The city snapped before dawn.
It began in the factories, where smoke already choked the air The workers, driven to madness by twelve-hour shifts and wages that shrank by the week, found their voices drowned in debts to men who never dirtied their hands.
Whispers of The Owe fanned through the slums like sparks in dry hay, and when the first man threw his hammer against the foreman's window, others followed.

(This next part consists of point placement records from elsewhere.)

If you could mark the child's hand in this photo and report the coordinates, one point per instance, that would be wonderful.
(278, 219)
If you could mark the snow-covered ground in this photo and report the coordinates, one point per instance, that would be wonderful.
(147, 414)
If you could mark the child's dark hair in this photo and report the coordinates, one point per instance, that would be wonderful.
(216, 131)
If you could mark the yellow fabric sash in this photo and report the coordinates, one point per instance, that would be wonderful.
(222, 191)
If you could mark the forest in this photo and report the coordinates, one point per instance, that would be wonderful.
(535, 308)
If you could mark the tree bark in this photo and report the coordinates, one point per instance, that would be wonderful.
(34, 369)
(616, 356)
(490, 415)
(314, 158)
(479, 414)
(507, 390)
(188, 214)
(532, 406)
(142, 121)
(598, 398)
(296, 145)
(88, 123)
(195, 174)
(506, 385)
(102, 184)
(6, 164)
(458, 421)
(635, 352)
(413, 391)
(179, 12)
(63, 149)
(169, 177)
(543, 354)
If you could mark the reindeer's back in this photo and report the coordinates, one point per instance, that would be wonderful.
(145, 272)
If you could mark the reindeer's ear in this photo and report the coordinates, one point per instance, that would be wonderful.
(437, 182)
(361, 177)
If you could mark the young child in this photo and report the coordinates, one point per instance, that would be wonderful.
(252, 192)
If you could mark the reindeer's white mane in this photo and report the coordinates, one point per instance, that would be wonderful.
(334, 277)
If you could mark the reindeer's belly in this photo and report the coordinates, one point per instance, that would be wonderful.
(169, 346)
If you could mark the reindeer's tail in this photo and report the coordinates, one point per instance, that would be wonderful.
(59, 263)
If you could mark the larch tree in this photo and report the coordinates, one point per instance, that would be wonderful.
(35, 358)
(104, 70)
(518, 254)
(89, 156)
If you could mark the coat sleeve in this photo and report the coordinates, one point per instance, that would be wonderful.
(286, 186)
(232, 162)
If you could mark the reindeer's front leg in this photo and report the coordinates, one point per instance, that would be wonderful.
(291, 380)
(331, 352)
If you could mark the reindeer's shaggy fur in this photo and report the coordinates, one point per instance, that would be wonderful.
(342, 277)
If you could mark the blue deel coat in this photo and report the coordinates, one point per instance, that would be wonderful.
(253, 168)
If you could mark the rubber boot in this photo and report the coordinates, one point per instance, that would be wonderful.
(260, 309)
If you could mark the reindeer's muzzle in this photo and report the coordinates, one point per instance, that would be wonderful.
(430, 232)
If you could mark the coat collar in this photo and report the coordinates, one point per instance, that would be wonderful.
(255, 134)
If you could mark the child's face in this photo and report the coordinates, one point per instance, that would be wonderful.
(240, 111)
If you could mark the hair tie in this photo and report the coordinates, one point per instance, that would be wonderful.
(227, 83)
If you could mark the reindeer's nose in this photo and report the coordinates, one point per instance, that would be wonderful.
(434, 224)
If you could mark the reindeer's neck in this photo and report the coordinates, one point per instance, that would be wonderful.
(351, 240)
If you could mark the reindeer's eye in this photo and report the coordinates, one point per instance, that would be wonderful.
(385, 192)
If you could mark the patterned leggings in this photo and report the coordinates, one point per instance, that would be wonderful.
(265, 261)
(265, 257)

By midmorning, streets that had once been weary but orderly had become battlegrounds fire climbed walls of timbered shops. Glass shattered.
Police lines bent and broke as men and women surged against them, armed with little more than stones, bottles, and fury. The riot had no leader, but it had a rhythm, and that rhythm sounded like chains being broken.
Jonathan, cloaked and hooded, moved through the crowd with Isadora and Scrap pressed close. They saw mothers screaming for bread, boys too young to work hurling bricks at mounted officers, old men setting fire to tax records in the square. It was not rebellion born of hope, but of desperation.
Scrap tugged Jonathan's sleeve, his voice nearly lost in the roar. "This ain't no accident, Johnny! Look around too many fires at once, too many fists risin' at the same time. This was lit on purpose."
Jonathan's eyes swept the chaos. He saw it too figures in masks, blending into the crowds. Not Owe's white ceremonial masks, but simple cloth, dark and concealing.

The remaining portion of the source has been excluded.